She paused; Fournel did not answer, but sat as though reading the will intently.
"Was it strange that he should dream of a French sovereign state here, where his people came and first possessed the land? Can you wonder that this dreamer, when the Seigneury of Pontiac came to him, felt as if a new life were opened up to him, and saw a way to some of his ambitions. They were sad, mistaken ambitions, doomed to failure, but they were also his very heart, which he would empty out gladly for an idea. The Seigneury of Pontiac came to him, and I married him."
"Evidently bent upon wrecking the chances of a great career," interrupted
Fournel over the paper.
"But no; I also cared more for ideas than for the sordid things of life. It is in our blood, you see" she was talking with less restraint now, for she saw he was listening, despite assumed indifference—"and Pontiac was dearer to me than all else in the world. Louis Racine belonged there. You—what sort of place would you, an Englishman, have occupied at the Seigneury of Pontiac! What kind—"
He got suddenly to his feet. He was a man of strange whims and vanities, and his resentment at his exclusion from the Seigneury of Pontiac had become a fixed idea. He had hugged the thought of its possession before M. de la Riviere died, as a man humbly born prides himself on the distinguished lineage of his wife. His great schemes were completed, he was a rich man, and he had pictured himself retiring to this Seigneury, a peaceful and practical figure, living out his days in a refined repose which his earlier life had never known. She had touched the raw nerves of his secret vanity.

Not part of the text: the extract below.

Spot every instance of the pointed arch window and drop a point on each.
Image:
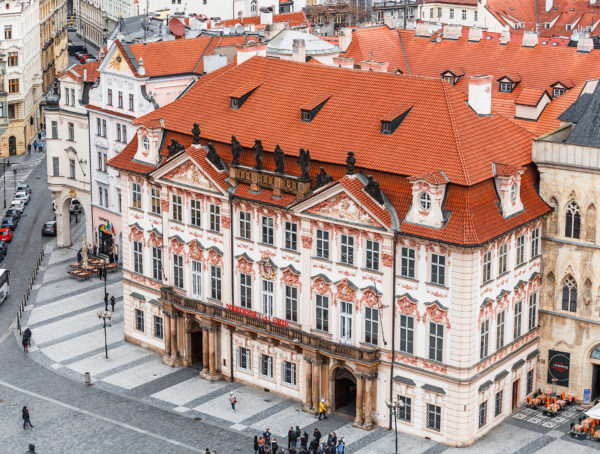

"What kind of Seigneur would I make, eh? What sort of figure would I cut in Pontiac!" He laughed loudly. "By heaven, Madame, you shall see! I did not move against his outrage and assault, but I will move to purpose now. For you and he shall leave there in disgrace before another week goes round. I have you both in my 'practical power,' and I will squeeze satisfaction out of you. He is a ruffianly interloper, and you, Madame, the law would call by another name."
She got quickly to her feet and came a step nearer to him. Leaning a hand on the table, she bent towards him slightly. Something seemed to possess her that transfigured her face, and gave it a sense of power and confidence. Her eyes fixed themselves steadily on him.
"Monsieur," she said, "you may call me what you will, and I will bear it, for you have been sorely injured. You are angry because I seemed to think an Englishman was not fitted to be Seigneur of Pontiac. We French are a people of sentiments and ideas; we make idols of trifles, and we die for fancies. We dream, we have shrines for memories. These things you despise. You would give us justice and make us rich by what you call progress. Monsieur, that is not enough. We are not born to appreciate you. Our hearts are higher than our heads, and, under a flag that conquered us, they cling together. Was it strange that I should think Louis Racine better suited to be Seigneur at Pontiac?"
She paused as though expecting him to answer, but he only looked inquiringly at her, and she continued "My husband used you ill, but he is no interloper. He took what the law gave him, what has been in his family for over two hundred years. Monsieur, it has meant more to him than a hundred times greater honour could to you. When his trouble came, when—" she paused, as though it was difficult to speak—"when the other —legacy—of his family descended on him, that Seigneury became to him the one compensation of his life. By right of it only could he look the world in the face—or me."
She stopped suddenly, for her voice choked her. "Will you please continue?" said Fournel, opening and shutting the will in his hand, and looking at her with a curious new consideration.